Author: Claudio Arlandini, CINECA
The design of the car of the future requires going over the usual RANS approach, since it fails to predict with an acceptable prediction accuracy features like transitional flows, instabilities, noise gneration, combustion efficiency. This in turn requires exascale systems, to sustain more high-fidelity simulations techniques, like LES or DES. EXCELLERAT paves the way to this transition.
Five years ago, a report1 sponsored by NASA documented the results of a study to address the long range, strategic planning required in the area of computational fluid dynamics (CFD),
including future software and hardware requirements for High Performance Computing (HPC). Specifically, the “Vision 2030” CFD study is provided a knowledge-based forecast of the future computational cap
abilities required for turbulent, transitional, and reacting flow simulations, and to lay the foundation for the development of a future framework and/or environment where physics-based, accurate predictions of complex turbulent flows, including flow separation, can be accomplished routinely and efficiently in cooperation with other physics-based simulations to enable multi-physics analysis and design.
Five years later, much still needs to be done, especially in application fields like automotive. The optimization of the external aerodynamics of a car is one of the most important fields of investigation. Traditionally, the interaction between the acr and the air is analyzed experimentally in wind tunnel setups, expensive and difficult to implement and manage. CFD is a suitable candidate for replacing experimental tests, but a validated high fidelity and cost-effective workflow is still missing.
At CINECA in the framework of EXCELLERAT we work on such a scenario, exploring how combining a open-source toolkit like FEniCS with adjoint-methods powered CFD solvers on exascale architecture might be a solution.

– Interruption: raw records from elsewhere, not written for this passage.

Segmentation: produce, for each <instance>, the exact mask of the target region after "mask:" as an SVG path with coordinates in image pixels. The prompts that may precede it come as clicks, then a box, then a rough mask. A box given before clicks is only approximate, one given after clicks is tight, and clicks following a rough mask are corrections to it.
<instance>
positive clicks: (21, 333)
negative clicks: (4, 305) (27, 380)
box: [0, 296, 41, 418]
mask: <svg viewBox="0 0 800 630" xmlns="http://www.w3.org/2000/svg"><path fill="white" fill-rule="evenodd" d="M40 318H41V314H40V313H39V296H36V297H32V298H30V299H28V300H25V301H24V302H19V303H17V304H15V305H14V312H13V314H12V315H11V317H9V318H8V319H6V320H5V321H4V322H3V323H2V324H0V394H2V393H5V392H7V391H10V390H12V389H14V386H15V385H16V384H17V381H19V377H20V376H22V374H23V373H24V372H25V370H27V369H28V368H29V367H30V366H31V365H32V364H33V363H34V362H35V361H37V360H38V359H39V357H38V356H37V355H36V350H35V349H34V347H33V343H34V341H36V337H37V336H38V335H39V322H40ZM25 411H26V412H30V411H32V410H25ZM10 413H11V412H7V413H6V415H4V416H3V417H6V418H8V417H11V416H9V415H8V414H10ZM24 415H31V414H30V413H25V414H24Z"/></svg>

The analysis will be performed on the de-facto standard automotive benchmark, DrivAer produced by Technische Universitat Munchen. This is a far more complex geometry than has been considered previously, and is more representative of a real car. The model is designed as a modular vehicle with exchangeable rear end forms and underbodies, allowing for 18 different configurations. Furthermore, a wide body of data, experimental and numerical, is already available allowing a thorough comparison with other CFD tools.
FEniCS is a high-level problem solving environment for automated solution of partial differential equations (PDEs) by the finite element method. To manage the complexity of multiphysics problems FEniCS takes the weak form of a PDE as input in a near mathematical notation and automatically generates low-level source code, abstracting away implementation details and HPC concepts from domain scientists. FEniCS is supported by a large loosely coupled community, providing various versions of its core components. But while several implementations exist, its broad user base is connected by the common code generation capabilities, allowing users to easily move between various flavours within the community. FEniCS is further developed to be an Exascale ready pototyping framework thanks to EXCELLERAT.
Already some interesting result have been shown using Unicorn solver within the FEniCS environment. Moreover, looking at the evolving technology trends in CFD-based shape optimization chains, there is a strong request for robust and flexible adjoint optimization based solutions. FEniCS, thanks to his extremely ease of use and flexibility and to his python-based interface is a powerful tool to implement, test and interact with implementation of an adjoint CFD solver based on the Unicorn solver.